Dalam sidang tersebut, Jaksa membacakan rincian penerimaan uang yang diduga diterima oleh Djaka Budhi secara bertahap, dengan total tujuh kali. John Field mengakui penggunaan kode BC1 untuk Djaka Budhi, BC2 untuk Rizal, Direktur Penindakan dan Penyidikan Ditjen Bea dan Cukai, serta BC3 untuk Sisprian Subiaksono, Kasubdit Intel P2 Ditjen Bea dan Cukai. Kode-kode tersebut disampaikan secara lisan oleh Orlando Hamonangan, Kasi Intel Ditjen Bea dan Cukai.

John Field juga membenarkan isi Berita Acara Pemeriksaan (BAP) yang dibacakan oleh jaksa. "Pemberian di bulan Juli 2025 ini akumulasinya Rp8,2 M. BC1 Dirjen Bea Cukai Djaka Budhi Utama Rp3 M, BC2 Bang Rizal itu Rp2 M, BC3 Sis itu Rp1 M," jelas Jaksa Takdir Suhan. John Field mengonfirmasi pernyataan tersebut dengan jawaban "Betul." Rincian serupa juga diungkapkan untuk bulan-bulan berikutnya, menunjukkan pola penerimaan uang yang konsisten.
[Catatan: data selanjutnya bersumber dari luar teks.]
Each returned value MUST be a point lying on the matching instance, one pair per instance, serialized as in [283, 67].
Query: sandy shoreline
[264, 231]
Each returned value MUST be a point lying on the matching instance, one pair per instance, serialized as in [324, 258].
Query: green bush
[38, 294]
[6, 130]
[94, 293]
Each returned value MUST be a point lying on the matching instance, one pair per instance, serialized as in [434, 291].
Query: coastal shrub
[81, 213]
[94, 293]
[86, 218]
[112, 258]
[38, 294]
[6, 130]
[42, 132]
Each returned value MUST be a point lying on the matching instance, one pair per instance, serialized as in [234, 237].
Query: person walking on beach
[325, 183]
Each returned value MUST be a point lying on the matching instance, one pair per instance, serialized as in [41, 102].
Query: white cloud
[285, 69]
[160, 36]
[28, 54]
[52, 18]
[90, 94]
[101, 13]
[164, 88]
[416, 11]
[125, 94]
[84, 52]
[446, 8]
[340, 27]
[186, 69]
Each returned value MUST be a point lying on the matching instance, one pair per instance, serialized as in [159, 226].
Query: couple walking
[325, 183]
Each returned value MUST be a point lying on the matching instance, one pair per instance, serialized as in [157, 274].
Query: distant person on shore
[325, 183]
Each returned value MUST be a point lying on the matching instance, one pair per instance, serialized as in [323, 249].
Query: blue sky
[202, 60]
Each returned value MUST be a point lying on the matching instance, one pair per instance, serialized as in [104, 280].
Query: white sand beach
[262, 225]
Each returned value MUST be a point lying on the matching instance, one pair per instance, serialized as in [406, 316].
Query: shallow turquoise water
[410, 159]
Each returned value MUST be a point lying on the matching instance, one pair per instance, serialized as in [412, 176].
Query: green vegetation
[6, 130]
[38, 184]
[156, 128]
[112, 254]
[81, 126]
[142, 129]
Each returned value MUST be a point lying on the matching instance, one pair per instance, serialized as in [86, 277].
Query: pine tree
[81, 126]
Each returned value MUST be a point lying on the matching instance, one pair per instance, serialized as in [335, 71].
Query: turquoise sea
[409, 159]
Proses Hukum yang Berlanjut

John Field didakwa menyuap beberapa pejabat di Direktorat Jenderal Bea dan Cukai dengan total suap mencapai Rp61 miliar, termasuk pemberian fasilitas hiburan dan barang mewah senilai Rp1,8 miliar. Para penerima suap termasuk Rizal, Sisprian, dan Orlando, dengan rincian penerimaan yang bervariasi. Rizal menerima sekitar Rp14 miliar, Sisprian Rp7 miliar, dan Orlando sekitar Rp4,05 miliar.

KPK juga menyatakan bahwa pemeriksaan terhadap Djaka Budhi Utama akan dilakukan setelah persidangan kasus Blueray selesai. "Kami juga menunggu laporan baru dari JPU mengenai keterangan yang disampaikan oleh saksi di persidangan," ungkap Deputi Penindakan dan Eksekusi KPK, Asep Guntur Rahayu.

Djaka Budhi Utama, yang merupakan pensiunan jenderal bintang tiga TNI AD, telah memberikan pernyataan singkat mengenai kasus ini, menyatakan bahwa perkembangan kasus harus diikuti melalui jalur persidangan.